Grimhilde, de moeder van Goedroen, kwam met vele langbaardige mannen, die roode wapenrokken en vergulde pantsers en metalen helmen droegen, en zwaarden hadden aan hun gordelband. Zij kwamen als koningen in het land waar Goedroen verbleef, en zij brachten kostbare geschenken mede, en spraken goedige woorden om haar te troosten in het groote leed, dat zij droeg.

Drie vorsten bogen voor haar neer. Toen bood Grimhilde haar een beker vol kouden bitteren drank aan. Deze drank was gebrouwen uit de kracht van de aarde en de zilte zee en zonnestralen, en er waren allerlei kruiden in en veldgewassen en ingewanden van offerdieren en zwijnenlever. Rondom op den beker waren allerlei teekenen gegrift en rood er in gebrand: de lange slang van de heide en een dierenmuil en korenaren.

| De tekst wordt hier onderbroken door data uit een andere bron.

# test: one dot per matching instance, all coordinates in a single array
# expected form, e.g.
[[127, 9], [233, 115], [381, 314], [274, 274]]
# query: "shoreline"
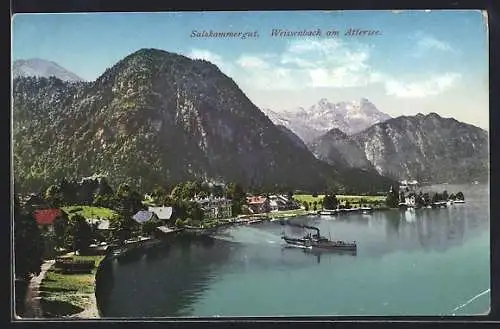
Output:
[[76, 292]]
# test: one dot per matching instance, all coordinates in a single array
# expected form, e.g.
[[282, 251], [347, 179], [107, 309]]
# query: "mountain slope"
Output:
[[42, 68], [311, 123], [427, 148], [159, 118], [337, 148]]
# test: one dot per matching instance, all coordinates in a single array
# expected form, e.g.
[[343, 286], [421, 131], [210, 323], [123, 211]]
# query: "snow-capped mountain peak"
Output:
[[349, 117]]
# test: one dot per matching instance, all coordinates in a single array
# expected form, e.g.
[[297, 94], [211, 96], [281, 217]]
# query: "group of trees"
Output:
[[28, 243]]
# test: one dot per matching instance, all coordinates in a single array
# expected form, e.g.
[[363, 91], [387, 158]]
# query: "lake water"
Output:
[[426, 262]]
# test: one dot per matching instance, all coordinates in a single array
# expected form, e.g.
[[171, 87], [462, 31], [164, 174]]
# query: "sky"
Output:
[[417, 62]]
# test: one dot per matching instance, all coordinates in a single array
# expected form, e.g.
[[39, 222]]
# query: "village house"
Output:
[[214, 207], [410, 200], [281, 202], [258, 204], [162, 213], [101, 224], [33, 202], [408, 186]]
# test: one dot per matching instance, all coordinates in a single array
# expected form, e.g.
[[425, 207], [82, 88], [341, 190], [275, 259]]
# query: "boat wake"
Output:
[[248, 235], [470, 300]]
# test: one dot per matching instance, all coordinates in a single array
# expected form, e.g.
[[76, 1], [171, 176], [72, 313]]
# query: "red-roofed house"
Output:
[[48, 220], [258, 204]]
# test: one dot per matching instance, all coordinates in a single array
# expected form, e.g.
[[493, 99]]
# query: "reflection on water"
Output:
[[170, 279], [160, 281]]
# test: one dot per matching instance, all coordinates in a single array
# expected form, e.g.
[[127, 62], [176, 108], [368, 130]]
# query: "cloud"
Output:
[[433, 85], [212, 58], [306, 63], [429, 42]]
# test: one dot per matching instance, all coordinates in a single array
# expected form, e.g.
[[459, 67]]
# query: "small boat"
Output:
[[316, 241]]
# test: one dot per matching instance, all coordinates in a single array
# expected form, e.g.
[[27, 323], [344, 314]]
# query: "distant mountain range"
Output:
[[157, 118], [42, 68], [428, 148], [348, 117]]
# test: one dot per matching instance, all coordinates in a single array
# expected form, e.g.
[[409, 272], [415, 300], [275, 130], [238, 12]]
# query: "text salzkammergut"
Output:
[[212, 34]]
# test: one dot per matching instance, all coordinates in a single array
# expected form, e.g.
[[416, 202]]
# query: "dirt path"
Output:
[[33, 308]]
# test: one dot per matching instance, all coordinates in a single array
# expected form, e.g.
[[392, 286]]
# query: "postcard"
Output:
[[250, 164]]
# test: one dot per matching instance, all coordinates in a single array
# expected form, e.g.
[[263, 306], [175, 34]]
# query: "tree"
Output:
[[68, 191], [218, 191], [194, 211], [104, 188], [177, 192], [60, 230], [237, 195], [427, 199], [54, 196], [28, 245], [81, 233], [149, 227]]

Grimhilde sprak tot haar dochter:

--"Goedroen, al het goud zal ik u geven, dat u toekomt na uws vaders dood, en den burcht en de ringen en heel het heir van koning Lodver en de dienstmaagden van Boedli, Brunhilde's vader, die loovertjes in goudstof weven. Want alleen zult gij heerschen over de schatten des konings,--als Atli's vrouw. Zoek geen vergelding meer voor Siegfrieds dood en wees goed en gelukkig, dan zult gij zonen baren, alsof Siegmond en Siegfried nog leefden."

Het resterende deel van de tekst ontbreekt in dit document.